Now, this joint resolution comes in and says, "Nope, not happening." By disapproving the BIS rule, Congress is effectively preventing that pause from taking effect. What this means is that the existing export controls, and any planned expansions of them, will continue as they were before the BIS tried to hit the pause button. So, for those listed entities and their affiliates, the regulatory environment remains as restrictive as it was, and any new restrictions that were going to be expanded will still go into effect.

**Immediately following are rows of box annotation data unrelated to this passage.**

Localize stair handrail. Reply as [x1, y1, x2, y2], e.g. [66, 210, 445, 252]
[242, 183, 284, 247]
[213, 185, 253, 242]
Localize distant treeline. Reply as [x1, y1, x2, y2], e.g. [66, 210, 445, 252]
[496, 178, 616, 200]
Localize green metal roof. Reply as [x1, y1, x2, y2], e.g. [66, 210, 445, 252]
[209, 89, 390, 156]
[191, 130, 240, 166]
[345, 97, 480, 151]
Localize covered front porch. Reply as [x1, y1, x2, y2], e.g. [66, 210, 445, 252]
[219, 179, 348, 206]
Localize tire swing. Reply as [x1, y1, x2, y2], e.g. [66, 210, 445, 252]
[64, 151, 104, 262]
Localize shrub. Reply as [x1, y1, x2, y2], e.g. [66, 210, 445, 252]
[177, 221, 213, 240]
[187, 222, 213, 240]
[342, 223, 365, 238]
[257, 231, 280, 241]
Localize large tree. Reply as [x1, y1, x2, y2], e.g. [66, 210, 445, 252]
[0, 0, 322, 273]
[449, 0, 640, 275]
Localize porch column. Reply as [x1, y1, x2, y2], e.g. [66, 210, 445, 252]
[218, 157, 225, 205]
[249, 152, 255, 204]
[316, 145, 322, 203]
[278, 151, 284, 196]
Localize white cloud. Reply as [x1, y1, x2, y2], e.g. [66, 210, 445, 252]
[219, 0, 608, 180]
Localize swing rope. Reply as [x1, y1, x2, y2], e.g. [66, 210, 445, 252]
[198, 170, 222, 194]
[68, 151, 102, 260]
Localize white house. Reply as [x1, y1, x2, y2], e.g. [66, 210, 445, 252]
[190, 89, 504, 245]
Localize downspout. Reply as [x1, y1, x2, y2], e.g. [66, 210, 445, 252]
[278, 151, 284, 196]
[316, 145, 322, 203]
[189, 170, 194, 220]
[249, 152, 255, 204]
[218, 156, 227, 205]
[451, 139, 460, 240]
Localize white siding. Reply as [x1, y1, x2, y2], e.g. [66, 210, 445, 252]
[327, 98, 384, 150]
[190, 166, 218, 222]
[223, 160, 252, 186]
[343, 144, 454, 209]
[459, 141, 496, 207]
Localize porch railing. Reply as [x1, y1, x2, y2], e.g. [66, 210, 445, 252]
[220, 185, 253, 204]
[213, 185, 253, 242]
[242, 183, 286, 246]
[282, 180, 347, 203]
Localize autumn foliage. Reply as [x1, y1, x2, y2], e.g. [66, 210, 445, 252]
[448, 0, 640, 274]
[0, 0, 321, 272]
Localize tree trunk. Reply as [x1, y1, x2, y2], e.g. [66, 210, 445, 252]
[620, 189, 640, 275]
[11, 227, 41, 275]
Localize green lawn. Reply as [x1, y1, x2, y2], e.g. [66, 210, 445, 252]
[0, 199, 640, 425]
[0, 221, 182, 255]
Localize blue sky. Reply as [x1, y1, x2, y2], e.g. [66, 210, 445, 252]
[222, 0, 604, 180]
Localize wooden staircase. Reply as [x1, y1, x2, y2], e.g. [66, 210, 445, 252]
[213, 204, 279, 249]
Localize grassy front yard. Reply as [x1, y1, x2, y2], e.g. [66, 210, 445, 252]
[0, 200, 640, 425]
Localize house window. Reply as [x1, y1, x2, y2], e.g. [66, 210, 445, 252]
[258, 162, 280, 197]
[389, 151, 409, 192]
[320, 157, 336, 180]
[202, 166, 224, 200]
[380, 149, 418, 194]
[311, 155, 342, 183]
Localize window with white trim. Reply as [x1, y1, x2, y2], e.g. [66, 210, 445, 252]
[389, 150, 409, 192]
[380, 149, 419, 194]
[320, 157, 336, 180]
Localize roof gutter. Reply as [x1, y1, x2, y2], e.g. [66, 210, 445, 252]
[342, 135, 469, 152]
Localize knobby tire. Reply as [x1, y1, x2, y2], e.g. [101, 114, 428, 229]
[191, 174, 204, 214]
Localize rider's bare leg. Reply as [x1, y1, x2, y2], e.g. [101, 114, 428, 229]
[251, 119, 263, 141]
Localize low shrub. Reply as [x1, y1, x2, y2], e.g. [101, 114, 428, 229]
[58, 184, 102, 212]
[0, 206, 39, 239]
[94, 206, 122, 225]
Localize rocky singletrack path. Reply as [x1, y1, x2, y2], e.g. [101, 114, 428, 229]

For businesses, especially those dealing in high-tech goods, software, or sensitive technologies, this is a clear signal. If your company works with any of these "listed entities" or their affiliates, you're going to continue navigating the current, stricter export control landscape. For example, if a U.S. software company was hoping to expand its partnership with an affiliate of a listed foreign entity, this resolution means they'll still face the full weight of existing and expanding controls. The temporary relief that the BIS rule offered is now off the table. On the flip side, government agencies tasked with national security and enforcing these controls will see their existing authorities maintained without any temporary rollback.
This move essentially maintains the status quo, ensuring that the U.S. continues to apply its full suite of export controls without a one-year reprieve for specific entities. It's a clear decision to keep the current regulatory framework firmly in place.